International Journal of Applied Earth Observation and Geoinformation
Woody vegetation and land cover changes in the Sahel of Mali (1967–2011)
Introduction
The Sahel has been acclaimed as one of the “hot spots” of global environmental change in the last decades. As the 20th century progressed, settlements spread over the Sahel and most forests were cleared for agricultural purposes and an ever growing demand for wood (Brandt et al., 2014a). The degradation of the environmental conditions was accelerated by prolonged droughts in the region during the 1970s and 1980s and an overall decrease in annual precipitation (e.g. L’Hote et al., 2002). Scientists claimed deforestation to be the main causative factor for these climatic changes (Charney et al., 1975). However, several studies have shown that sea surface temperatures largely control Sahelian rainfall fluctuations (e.g. Giannini et al., 2008). Recently, investigators demonstrated again that land cover changes can have an accelerating effect on rainfall variations (e.g. Kucharski et al., 2012, Paeth et al., 2009). These studies put changes in land cover into the focus again and justify the need for detailed investigations on the actual extent of environmental change.
After the droughts in the 1970s and 1980s, the observed loss of woody vegetation cover was often considered as irreversible desertification and large parts of the Sahel were designated as degraded land (e.g. Kandji et al., 2006, Oldeman et al., 1990, Lamprey, 1988). However, almost no evidence of widespread degradation was found (e.g. Niemeijer and Mazzucato, 2002, Tiffen and Mortimore, 2002) and recent findings based on coarse-scaled analyses of satellite time series and ground data show an increase of vegetation greenness over most parts of the Sahel since the mid-1980s (e.g. Dardel et al., 2014, Brandt et al., 2014b, Herrmann et al., 2005, Olsson et al., 2005). However, due to a lack of historical data, it remains largely unclear if this is a return to pre-drought conditions or a transformation of land cover to a new equilibrium state.

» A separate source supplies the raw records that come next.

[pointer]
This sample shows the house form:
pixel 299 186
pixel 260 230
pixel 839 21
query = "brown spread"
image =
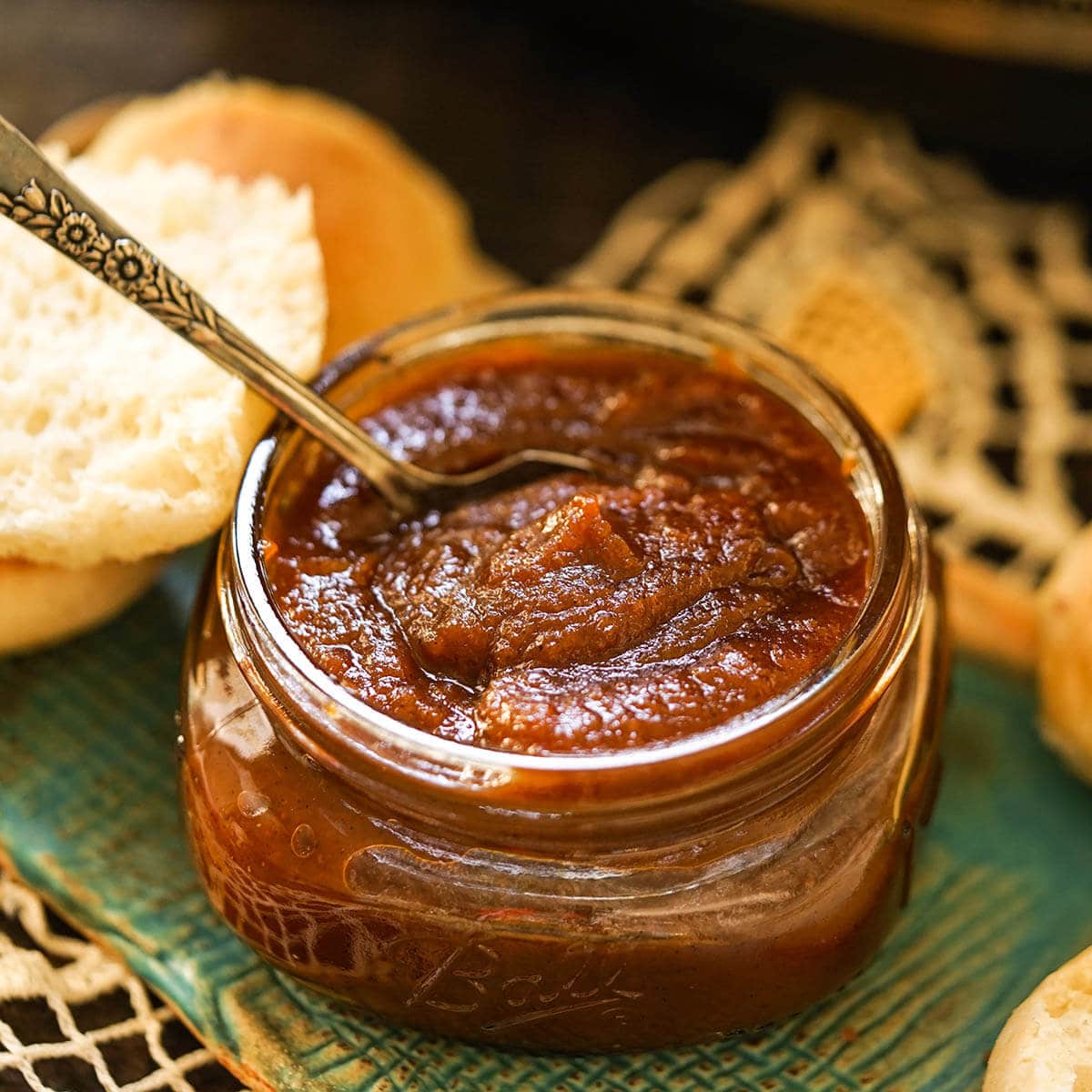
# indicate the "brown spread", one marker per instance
pixel 719 571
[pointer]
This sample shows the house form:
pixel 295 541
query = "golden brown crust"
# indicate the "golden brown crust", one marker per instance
pixel 1046 1044
pixel 43 604
pixel 991 614
pixel 394 238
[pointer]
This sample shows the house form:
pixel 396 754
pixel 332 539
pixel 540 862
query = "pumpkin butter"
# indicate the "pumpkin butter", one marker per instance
pixel 595 763
pixel 576 615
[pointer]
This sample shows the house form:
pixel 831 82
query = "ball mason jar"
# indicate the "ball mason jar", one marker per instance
pixel 629 900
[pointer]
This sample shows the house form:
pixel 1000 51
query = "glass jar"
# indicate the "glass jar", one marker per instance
pixel 647 898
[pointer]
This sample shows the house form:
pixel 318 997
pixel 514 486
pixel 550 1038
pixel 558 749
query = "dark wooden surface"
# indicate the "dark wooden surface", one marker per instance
pixel 546 119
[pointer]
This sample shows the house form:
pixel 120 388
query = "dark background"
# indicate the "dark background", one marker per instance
pixel 546 117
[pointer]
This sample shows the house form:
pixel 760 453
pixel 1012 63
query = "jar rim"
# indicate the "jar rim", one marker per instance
pixel 895 525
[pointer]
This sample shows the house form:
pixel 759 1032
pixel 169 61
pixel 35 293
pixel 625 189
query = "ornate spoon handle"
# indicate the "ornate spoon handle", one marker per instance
pixel 42 199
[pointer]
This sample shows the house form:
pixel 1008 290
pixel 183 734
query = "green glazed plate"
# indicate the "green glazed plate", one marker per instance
pixel 88 814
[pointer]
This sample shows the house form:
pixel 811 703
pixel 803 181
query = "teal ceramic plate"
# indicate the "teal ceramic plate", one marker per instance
pixel 88 816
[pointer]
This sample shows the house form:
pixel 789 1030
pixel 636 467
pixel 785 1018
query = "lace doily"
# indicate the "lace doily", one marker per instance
pixel 849 243
pixel 74 1018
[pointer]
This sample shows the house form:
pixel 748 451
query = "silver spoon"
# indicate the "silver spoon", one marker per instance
pixel 38 197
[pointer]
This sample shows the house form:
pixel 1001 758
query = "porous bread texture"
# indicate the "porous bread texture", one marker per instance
pixel 1065 655
pixel 396 238
pixel 119 440
pixel 1046 1046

High resolution imagery offers the possibility to detect single trees and large shrubs as objects. This has the major advantage that canopy cover can be directly mapped without the need to interpret mixed pixels by linear models (e.g. Herrmann et al., 2013, Larsson, 1993). This is an important factor, as the Sahelian vegetation largely depends on rainfall (Hickler et al., 2005) causing huge inter-annual variations in mixed pixels and making conventional change detection methods unreliable. This problem was often solved by trend analysis of time series (e.g. Brandt et al., 2014b, Anyamba and Tucker, 2005). However, these datasets begin in the 1980s and do not provide any information on the situation prior to the severe Sahel droughts. Beside aerial photography, Corona imagery from the 1960s is a source that offers unique pre-drought information on the Sahel. Moreover, it documents a time of beginning human expansion and clearance of natural bushland. So far, many studies use a qualitative approach, applying case studies and/or visual inspection to reconstruct the pre-drought Sahel with aerial photos and Corona imagery (e.g. Herrmann et al., 2013, Brandt et al., 2014a, Tappan et al., 2004, Gonzalez, 2001). Land- and tree-cover changes have also been mapped (e.g. San Emeterio and Mering, 2012, Ruelland et al., 2010, Tappan and McGahuey, 2007, Elmqvist, 2004, Tappan et al., 2000) using a variety of methods (see Ruelland et al., 2011). The studies revealed that most of the former bushland has been transformed to agricultural land and a significant reduction of tree density has been observed with a spreading of barren land and considerable impoverishment of woody species (Brandt et al., 2014a, Herrmann and Tappan, 2013, Gonzalez et al., 2012, Ruelland et al., 2010, Tappan et al., 2004, Elmqvist, 2004). These changes have significant effects on the ecosystem and people's daily lives. The dependence of the local population on the products from trees such as fire and construction wood, medicine and religious purposes (Maydell, 1990) is a factor of practical importance adding significance to regional-scaled environmental studies.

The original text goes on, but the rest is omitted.